Elementary Linear Algebra 7th Edition

(a) A basis for the solution space is \left[\begin{aligned}-4 \\-1 \\1\\0 \end{aligned}\right],\left[\begin{aligned} -3 \\-\frac{2}{3} \\0\\1 \end{aligned}\right] . (b) The dimension of the solution space is $2$.
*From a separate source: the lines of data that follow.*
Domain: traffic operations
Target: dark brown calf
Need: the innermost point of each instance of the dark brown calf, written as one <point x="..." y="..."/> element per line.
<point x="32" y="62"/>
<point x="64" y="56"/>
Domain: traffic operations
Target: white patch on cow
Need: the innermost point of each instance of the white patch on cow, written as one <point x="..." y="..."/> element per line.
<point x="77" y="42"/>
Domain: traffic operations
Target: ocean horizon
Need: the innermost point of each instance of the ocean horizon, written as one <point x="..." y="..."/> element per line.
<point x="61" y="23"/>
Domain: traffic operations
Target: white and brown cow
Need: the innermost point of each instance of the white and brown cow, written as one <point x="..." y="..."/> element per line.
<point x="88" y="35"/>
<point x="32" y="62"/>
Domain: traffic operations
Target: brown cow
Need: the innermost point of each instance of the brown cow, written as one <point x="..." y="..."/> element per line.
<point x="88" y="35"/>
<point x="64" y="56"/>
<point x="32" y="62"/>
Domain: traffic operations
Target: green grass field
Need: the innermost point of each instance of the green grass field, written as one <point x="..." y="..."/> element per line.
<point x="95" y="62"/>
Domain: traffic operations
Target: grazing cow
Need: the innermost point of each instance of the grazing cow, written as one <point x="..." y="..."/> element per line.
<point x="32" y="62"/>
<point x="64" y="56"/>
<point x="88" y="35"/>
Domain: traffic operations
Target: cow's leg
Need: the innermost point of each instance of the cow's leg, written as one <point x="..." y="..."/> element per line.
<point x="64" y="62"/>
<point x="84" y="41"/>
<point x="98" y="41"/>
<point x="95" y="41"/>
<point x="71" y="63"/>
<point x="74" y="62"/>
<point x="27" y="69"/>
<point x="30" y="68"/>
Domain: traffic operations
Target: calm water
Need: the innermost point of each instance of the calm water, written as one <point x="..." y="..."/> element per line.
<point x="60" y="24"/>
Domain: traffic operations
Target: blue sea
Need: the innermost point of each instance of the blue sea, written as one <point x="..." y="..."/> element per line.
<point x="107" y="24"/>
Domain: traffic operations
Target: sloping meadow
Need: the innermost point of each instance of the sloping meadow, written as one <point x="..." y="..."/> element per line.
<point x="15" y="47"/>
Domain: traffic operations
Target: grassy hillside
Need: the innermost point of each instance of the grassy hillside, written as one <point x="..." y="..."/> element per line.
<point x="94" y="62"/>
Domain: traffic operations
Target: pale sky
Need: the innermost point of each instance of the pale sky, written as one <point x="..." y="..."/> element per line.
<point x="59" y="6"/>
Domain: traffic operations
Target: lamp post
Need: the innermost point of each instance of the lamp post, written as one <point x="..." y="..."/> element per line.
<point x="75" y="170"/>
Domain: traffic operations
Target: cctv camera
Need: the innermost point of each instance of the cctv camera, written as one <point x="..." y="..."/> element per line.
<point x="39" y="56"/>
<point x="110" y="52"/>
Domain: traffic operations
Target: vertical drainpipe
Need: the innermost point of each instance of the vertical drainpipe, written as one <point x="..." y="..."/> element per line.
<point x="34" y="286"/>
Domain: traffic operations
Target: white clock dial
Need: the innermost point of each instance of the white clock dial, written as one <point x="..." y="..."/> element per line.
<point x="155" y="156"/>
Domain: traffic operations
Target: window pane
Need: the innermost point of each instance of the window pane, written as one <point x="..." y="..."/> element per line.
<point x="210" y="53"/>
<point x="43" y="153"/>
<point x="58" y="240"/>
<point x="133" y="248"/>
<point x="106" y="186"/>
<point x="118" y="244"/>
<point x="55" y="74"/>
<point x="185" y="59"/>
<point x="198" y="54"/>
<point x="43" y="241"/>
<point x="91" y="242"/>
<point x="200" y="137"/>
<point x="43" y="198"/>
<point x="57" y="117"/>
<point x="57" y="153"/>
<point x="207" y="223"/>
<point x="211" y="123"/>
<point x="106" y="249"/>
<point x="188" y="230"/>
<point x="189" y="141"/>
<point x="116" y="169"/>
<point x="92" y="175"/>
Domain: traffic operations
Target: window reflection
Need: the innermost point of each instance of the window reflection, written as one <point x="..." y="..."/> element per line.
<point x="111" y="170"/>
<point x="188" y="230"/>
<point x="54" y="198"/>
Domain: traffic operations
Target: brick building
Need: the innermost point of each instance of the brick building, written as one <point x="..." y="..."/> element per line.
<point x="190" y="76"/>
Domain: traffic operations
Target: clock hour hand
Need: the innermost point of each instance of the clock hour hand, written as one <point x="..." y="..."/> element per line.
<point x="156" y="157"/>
The coefficient matrix is given by $$\left[ \begin {array}{cccc} 3&3&15&11\\ 1&-3&1&1 \\ 2&3&11&8\end {array} \right] .$$ The reduced row echelon form is $$\left[ \begin {array}{cccc} 1&0&4&3\\ 0&1&1&\frac{2}{3} \\ 0&0&0&0\end {array} \right] .$$ The corresponding system is \begin{aligned} x_1 +4x_3+3x_4&=0\\ x_2+ x_3+\frac{2}{3}x_4&=0\\ \end{aligned}. The solution of the above system is $x_1=-4s-3t$,$x_2=- s-\frac{2}{3}t$,$x_3=s$, $x_4=t$. This means that the solution space of $Ax = 0$ consists of the vectors on the form x= \left[\begin{aligned} x_1\\ x_2\\x_3\\x_4 \end{aligned}\right]= \left[\begin{aligned}-4s-3t\\-s-\frac{2}{3}t \\s\\t \end{aligned}\right] =s\left[\begin{aligned}-4 \\-1 \\1\\0 \end{aligned}\right]+t\left[\begin{aligned} -3 \\-\frac{2}{3} \\0\\1 \end{aligned}\right] . (a) A basis for the solution space is \left[\begin{aligned}-4 \\-1 \\1\\0 \end{aligned}\right],\left[\begin{aligned} -3 \\-\frac{2}{3} \\0\\1 \end{aligned}\right] . (b) The dimension of the solution space is $2$.